For Schneider, one of the main goals of public-private partnerships should be creating rewards for companies that develop and use strong cybersecurity measures.
"There needs to be incentives for deploying solutions," Schneider says. "The whole structure that would incentivize people to do the right thing is missing."
Another missing piece that could be filled in by a public-private partnership is education. Schneider points to the US Forest Service's "Smokey Bear" advertising campaign as a successful effort that changed people's behavior and reduced forest fires. A "Smokey Bear" to promote best cybersecurity practices could have a similar effect.
Collaborating with the government is only one aspect of an effective cybersecurity plan, of course. “It’s also about making sure that everyone at every point in your company has an awareness about potential cyber-attacks and vulnerabilities,” she stresses. “Training is, therefore, an important way to increase resilience.”
Sharing best practices more widely could help firms to reinforce their supply chains too, Bailey argues.
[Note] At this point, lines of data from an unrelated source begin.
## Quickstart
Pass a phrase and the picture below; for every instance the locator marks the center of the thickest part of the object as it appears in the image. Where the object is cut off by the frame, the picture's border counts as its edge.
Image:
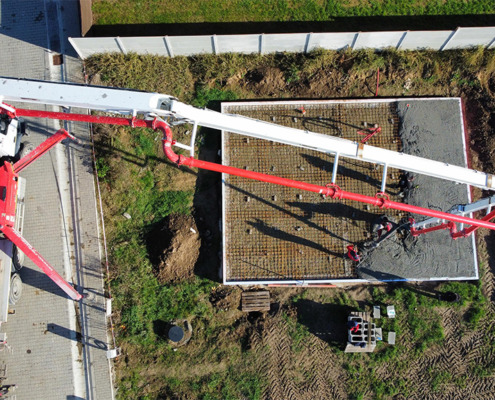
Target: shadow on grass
(326, 321)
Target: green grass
(138, 181)
(175, 11)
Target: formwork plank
(255, 301)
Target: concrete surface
(57, 346)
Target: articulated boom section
(9, 184)
(153, 104)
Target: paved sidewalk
(58, 346)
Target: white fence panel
(86, 47)
(154, 45)
(377, 40)
(246, 44)
(292, 42)
(331, 41)
(189, 45)
(295, 42)
(419, 40)
(466, 37)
And technology itself is coming to their aid: the latest artificial intelligence tools are able to detect cyber threats much more quickly than humans can, for example.
Any organization that builds a strong reputation for IT resilience will accumulate goodwill in its market, predicts Bailey, who believes that this will make the firm more attractive as a potential business partner. “It increases confidence around a given entity’s cybersecurity, such that other companies will want to work more with it,” she says. “This can be viewed as a real strength.”
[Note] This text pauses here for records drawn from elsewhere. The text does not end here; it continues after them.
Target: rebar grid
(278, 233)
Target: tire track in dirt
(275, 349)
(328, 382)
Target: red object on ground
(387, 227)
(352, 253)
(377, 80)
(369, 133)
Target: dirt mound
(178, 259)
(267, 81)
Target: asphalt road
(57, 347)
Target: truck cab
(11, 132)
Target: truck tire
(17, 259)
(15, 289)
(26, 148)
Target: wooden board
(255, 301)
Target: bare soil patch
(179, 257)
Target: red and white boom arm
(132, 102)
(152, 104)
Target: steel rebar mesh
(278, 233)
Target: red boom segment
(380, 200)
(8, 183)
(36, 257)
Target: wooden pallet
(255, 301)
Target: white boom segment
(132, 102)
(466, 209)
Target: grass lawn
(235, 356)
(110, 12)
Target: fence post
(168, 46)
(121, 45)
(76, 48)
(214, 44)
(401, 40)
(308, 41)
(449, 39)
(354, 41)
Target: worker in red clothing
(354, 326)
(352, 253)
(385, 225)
- Broaden your business’ consideration of cyber risk beyond its physical and digital walls. Consider the cascading effect of cyber breaches in an interconnected world; what impact would disruption to critical public infrastructure such as utilities or even the internet have on the running of your organization?
- There are barriers to sharing IT security data and strategies with other organizations, particularly if they’re likely to reach the public domain. Make the move carefully, but don’t lose sight of the potential for public-private collaboration to create a more coherent and robust defense against cyber threats.
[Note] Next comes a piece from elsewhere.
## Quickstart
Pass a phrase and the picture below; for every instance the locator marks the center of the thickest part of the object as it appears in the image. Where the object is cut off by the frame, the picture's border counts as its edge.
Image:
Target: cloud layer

- While artificial intelligence and machine learning technology is making great strides in fending off like cyber threats, don’t forget people, training, and processes. Robust scenario planning exercises must be undertaken and learned from.
- Ultimately, an organization with a robust cyber strategy will, by definition, be helping their supply chain be equally as strong. This helps do better business – and makes all those organizations more attractive to potential new partners and clients.